Не ропщи, старик, радуйся, что хоть это дали; считай повезло; шурави к культуре чаевых непривычные. Взятки давать умеем, чаевые нет. Взятку даешь отчасти сам себе, для своего дела, в себя инвестируешь, а чаевые? Это же вроде как просто так, за красивые глаза, отдать кому-то свои кровные?.. «Да вы шо, робяты?..» Интересно, старикашка этот тоже на душманов работает?»
«18 июня. Утром встал в 4-40, умылся-побрился — и на психодром. Еще один прикол: майдан в советском микрорайоне, площадь перед клубом — это центр многих событий.
С утра майдан — это не майдан, а психодром, по которому совграждане-шурави (т. е. мы) всех возрастов, мастей, всех степеней худобы и толщины носятся, скачут, прыгают, дергаются и мотаются для утреннего здоровья, как ненормальные. («Отдыхаем хорошо, только устаем очень...») Это отчетливая мода, которой почти все поголовно (но не Володин, лентяй) следуют; катастрофически массовый энтузиазм. Полезно, полезно.
Среди с остервенением занимающихся зарядкой шурави, как степенные цапли среди суетливых куликов, медленно прохаживаются царандоевцы в форме и с автоматами (посматривают на нас как на странных). Стою, машу руками-ногами у баскетбольной стойки, и все это представляется мне тюрьмой будущего, где все держится на самосознании и ретивой самодисциплине заключенных, а охрана лишь для проформы.

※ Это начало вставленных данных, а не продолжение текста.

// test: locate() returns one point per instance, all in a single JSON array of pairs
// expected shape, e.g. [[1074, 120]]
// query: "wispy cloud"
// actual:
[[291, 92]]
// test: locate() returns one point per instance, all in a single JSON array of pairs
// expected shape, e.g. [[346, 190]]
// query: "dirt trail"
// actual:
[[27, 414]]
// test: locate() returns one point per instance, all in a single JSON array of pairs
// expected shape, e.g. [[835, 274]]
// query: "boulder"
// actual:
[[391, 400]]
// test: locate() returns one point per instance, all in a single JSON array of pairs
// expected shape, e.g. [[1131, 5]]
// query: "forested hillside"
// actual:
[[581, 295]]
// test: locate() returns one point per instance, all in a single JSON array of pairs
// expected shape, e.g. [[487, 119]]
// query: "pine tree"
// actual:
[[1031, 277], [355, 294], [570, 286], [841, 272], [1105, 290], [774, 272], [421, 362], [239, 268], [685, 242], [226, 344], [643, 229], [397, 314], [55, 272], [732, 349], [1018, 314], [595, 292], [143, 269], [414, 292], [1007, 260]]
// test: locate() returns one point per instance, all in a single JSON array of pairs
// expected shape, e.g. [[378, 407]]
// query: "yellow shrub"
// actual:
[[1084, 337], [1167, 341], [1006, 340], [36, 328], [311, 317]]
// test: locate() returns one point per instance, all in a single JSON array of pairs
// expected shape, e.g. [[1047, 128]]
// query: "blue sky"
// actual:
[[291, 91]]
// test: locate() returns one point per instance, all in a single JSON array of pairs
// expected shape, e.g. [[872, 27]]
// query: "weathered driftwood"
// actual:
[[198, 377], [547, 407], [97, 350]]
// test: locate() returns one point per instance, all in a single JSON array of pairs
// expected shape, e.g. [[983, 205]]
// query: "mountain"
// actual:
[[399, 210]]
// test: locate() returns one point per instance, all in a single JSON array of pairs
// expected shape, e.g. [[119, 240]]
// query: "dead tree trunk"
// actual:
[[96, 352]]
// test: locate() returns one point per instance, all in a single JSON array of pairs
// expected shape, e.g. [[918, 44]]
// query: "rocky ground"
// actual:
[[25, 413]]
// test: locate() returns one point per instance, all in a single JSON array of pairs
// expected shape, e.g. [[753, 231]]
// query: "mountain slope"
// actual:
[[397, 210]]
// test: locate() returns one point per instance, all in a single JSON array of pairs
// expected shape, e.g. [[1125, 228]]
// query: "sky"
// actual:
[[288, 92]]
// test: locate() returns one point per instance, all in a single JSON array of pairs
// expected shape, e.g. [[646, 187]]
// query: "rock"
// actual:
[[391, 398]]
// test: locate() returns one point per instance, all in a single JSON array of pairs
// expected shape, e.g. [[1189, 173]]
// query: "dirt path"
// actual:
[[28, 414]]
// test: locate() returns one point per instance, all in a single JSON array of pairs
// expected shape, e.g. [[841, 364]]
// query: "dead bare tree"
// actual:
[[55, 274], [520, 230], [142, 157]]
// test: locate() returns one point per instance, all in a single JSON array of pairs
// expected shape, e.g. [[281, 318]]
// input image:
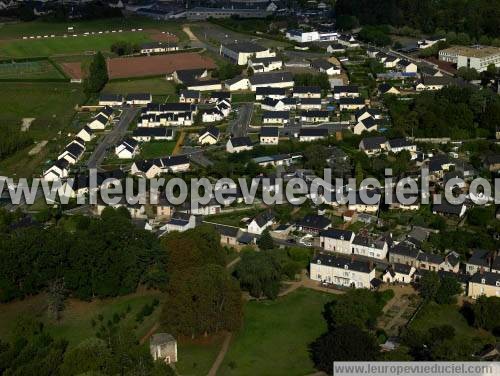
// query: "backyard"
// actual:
[[77, 319]]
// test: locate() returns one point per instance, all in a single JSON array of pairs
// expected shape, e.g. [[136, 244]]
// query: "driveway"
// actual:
[[113, 137]]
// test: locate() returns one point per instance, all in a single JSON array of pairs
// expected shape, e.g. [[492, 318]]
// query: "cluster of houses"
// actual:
[[74, 151]]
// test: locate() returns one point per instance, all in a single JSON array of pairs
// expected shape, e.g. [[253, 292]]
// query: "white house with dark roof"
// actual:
[[57, 171], [269, 136], [335, 240], [99, 122], [276, 117], [306, 92], [138, 99], [370, 246], [373, 145], [341, 271], [239, 144], [399, 273], [261, 222], [484, 284]]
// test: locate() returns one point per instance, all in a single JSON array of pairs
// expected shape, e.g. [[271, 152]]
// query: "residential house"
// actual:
[[336, 240], [144, 134], [241, 52], [151, 168], [341, 271], [209, 136], [189, 96], [271, 79], [384, 89], [350, 91], [276, 117], [351, 104], [163, 347], [180, 222], [399, 273], [369, 246], [261, 222], [404, 253], [98, 123], [239, 144], [110, 100], [306, 92], [397, 145], [138, 99], [310, 104], [367, 124], [324, 66], [270, 92], [57, 171], [269, 135], [86, 134], [315, 116], [313, 223]]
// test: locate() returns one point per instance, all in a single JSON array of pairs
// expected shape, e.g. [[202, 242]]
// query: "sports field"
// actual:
[[25, 70]]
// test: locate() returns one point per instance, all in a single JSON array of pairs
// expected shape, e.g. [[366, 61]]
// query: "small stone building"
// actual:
[[163, 346]]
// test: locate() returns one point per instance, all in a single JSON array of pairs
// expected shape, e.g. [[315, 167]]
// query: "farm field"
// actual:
[[76, 322], [273, 331], [25, 70]]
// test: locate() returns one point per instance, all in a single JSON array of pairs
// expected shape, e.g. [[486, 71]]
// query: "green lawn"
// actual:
[[156, 149], [276, 334], [42, 69], [76, 322], [69, 45], [157, 86], [433, 315]]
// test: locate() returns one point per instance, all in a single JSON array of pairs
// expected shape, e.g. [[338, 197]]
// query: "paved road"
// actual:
[[239, 126], [112, 137]]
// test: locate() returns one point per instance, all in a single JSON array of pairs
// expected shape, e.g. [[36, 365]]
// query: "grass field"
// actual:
[[69, 45], [20, 29], [276, 334], [42, 69], [52, 107], [156, 86], [75, 325], [156, 149]]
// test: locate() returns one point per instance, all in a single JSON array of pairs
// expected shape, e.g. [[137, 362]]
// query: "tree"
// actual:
[[259, 273], [345, 343], [97, 75], [429, 285], [449, 288], [265, 241]]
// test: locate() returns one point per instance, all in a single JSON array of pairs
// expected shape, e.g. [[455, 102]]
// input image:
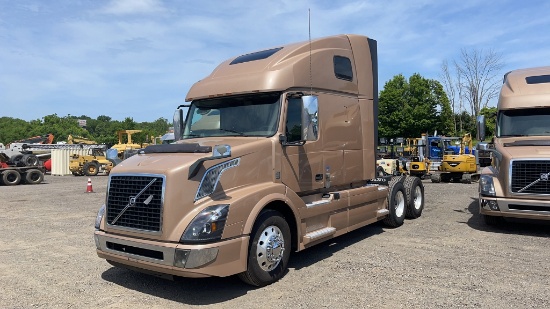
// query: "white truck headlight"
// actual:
[[207, 226], [99, 217], [486, 185]]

По вечерам майдан психодромом уже никто не называет, и никто по нему не бегает, по нему все прогуливаются степенно, беседуют, глазеют друг на друга, обсуждают новоприобретенные наряды, строят глазки, сплетничают, шумно здороваются с друзьями и прочим образом общаются. А на следующее утро это уже опять психодром. И я тоже по нему утром бегаю, потею, а вечером прогуливаюсь с Володиными, лясы точу, глазею на гуляющих женщин, мысленно представляя их себе в разных видах.

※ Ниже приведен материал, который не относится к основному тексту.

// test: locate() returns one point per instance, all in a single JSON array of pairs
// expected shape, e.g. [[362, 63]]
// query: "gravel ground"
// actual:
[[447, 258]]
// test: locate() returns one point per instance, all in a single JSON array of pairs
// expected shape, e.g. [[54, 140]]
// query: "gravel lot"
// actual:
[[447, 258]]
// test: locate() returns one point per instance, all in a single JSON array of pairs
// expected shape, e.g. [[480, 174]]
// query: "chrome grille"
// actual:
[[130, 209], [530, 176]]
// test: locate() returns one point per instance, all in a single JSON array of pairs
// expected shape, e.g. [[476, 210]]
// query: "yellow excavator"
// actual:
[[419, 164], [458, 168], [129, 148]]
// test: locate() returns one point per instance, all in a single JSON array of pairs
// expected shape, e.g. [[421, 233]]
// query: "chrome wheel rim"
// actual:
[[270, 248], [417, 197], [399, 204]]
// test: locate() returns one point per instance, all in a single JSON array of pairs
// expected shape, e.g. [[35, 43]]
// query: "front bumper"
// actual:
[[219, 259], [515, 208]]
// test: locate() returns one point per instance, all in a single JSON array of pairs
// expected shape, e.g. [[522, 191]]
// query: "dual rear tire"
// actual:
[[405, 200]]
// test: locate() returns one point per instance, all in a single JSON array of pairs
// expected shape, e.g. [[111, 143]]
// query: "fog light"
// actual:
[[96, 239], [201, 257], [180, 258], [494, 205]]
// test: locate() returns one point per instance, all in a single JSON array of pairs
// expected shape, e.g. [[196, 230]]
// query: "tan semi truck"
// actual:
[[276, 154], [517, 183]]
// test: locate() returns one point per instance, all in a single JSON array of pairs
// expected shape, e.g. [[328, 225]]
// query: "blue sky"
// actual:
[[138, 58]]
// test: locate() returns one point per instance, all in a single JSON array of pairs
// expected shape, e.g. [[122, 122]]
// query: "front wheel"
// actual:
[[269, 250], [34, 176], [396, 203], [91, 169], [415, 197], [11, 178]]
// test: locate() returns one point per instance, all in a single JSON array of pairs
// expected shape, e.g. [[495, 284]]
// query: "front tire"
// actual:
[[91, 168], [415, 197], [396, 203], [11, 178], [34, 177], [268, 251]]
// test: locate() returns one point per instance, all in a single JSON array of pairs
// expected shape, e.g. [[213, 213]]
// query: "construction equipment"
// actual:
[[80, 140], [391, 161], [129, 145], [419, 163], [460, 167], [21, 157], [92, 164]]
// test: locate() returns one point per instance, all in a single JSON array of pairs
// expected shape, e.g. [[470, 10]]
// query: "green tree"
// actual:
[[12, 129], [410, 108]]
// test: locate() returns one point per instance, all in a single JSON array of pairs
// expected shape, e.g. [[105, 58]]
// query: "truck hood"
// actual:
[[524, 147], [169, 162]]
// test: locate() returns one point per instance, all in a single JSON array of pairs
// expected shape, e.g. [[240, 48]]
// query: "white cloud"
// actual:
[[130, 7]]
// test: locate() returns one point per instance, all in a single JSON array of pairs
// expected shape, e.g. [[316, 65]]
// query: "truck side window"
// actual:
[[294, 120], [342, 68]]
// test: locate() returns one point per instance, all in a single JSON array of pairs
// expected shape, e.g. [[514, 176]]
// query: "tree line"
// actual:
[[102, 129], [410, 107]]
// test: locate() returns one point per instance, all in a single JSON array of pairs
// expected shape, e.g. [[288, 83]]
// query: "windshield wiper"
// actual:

После зарядки и душа — завтрак, газета («Геральд Трибюн» — это вам не «Правда») — и на работу. Последнюю неделю работаем не шибко обременительно — лишь полдня. У афганцев пост, во время которого днем нельзя ни есть, ни пить, ни курить, ни любить. Может, и не смертельно, но попробуй не попить хотя бы день; все усталые, раздраженные. Уже кончается пост, ждут сигнала из Мекки, когда луна взойдет.

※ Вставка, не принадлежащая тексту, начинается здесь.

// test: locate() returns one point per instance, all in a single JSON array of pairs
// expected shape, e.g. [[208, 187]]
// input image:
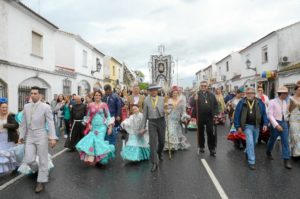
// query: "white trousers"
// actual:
[[37, 145]]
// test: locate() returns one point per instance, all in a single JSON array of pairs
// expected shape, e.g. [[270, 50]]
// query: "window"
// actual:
[[84, 58], [67, 84], [37, 44], [227, 66], [265, 54]]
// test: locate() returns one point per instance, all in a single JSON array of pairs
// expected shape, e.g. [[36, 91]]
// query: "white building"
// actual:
[[33, 52], [229, 72], [72, 53], [271, 61], [27, 54]]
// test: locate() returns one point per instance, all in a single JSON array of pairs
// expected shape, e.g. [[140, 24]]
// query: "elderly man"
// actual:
[[114, 104], [77, 113], [135, 99], [250, 114], [207, 109], [278, 118], [33, 130], [154, 112]]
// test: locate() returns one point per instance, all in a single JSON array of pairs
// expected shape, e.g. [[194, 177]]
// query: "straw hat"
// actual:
[[282, 89]]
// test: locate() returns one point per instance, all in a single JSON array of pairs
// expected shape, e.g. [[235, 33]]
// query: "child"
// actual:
[[136, 148]]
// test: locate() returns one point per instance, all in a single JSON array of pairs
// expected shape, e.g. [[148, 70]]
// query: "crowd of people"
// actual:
[[148, 123], [91, 125]]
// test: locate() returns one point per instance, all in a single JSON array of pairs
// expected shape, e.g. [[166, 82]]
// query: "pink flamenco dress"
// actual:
[[92, 147]]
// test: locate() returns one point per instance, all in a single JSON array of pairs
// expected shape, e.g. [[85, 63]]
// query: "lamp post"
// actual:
[[248, 64], [98, 67]]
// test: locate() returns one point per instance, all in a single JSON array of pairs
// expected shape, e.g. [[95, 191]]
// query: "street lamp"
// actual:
[[248, 64], [98, 67]]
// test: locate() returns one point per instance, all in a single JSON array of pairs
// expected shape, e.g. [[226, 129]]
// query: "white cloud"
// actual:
[[197, 32]]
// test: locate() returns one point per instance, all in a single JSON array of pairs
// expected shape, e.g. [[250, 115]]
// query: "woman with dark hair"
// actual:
[[294, 121], [174, 139], [59, 114], [221, 119], [93, 149], [66, 108], [8, 138]]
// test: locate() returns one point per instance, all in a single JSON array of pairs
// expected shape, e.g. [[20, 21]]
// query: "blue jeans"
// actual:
[[251, 139], [284, 135]]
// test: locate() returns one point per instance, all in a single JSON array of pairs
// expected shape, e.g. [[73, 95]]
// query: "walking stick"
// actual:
[[197, 120], [167, 123]]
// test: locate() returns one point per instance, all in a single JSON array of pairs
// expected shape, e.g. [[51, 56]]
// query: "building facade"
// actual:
[[270, 62]]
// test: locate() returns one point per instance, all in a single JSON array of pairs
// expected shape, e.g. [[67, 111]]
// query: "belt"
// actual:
[[153, 119]]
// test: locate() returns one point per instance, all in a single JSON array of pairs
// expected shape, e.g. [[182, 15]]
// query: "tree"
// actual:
[[143, 85], [140, 75]]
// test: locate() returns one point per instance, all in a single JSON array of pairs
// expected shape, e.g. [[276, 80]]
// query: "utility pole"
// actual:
[[177, 71]]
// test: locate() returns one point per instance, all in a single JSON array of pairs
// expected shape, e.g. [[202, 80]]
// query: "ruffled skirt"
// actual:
[[93, 148]]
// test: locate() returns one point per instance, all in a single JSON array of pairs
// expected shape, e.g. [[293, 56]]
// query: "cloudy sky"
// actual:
[[196, 32]]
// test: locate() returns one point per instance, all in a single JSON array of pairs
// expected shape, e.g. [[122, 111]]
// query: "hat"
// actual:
[[282, 89], [241, 90], [153, 87], [175, 88], [3, 100]]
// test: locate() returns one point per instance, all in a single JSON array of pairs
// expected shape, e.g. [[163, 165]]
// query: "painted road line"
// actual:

И вот сегодня утром вышли на работу и видим: девочка идет маленькая в нарядном платье и подчеркнуто открыто несет поднос с куском хлеба и огромной прозрачной кружкой воды. Я еще удивился этому — уж как-то демонстративно все это выглядело, не сразу и сообразил, в чем дело.
Приходим к стоянке, а там ни одной машины: кончился пост, ни один афганец нигде не вышел на работу, праздник. Рамазан! Даже к министру шофер не приехал, пришлось большому начальнику (Каюми — министр образования, приятный скромный дядька) на собственной машине пилить на правительственную молитву в партийную мечеть.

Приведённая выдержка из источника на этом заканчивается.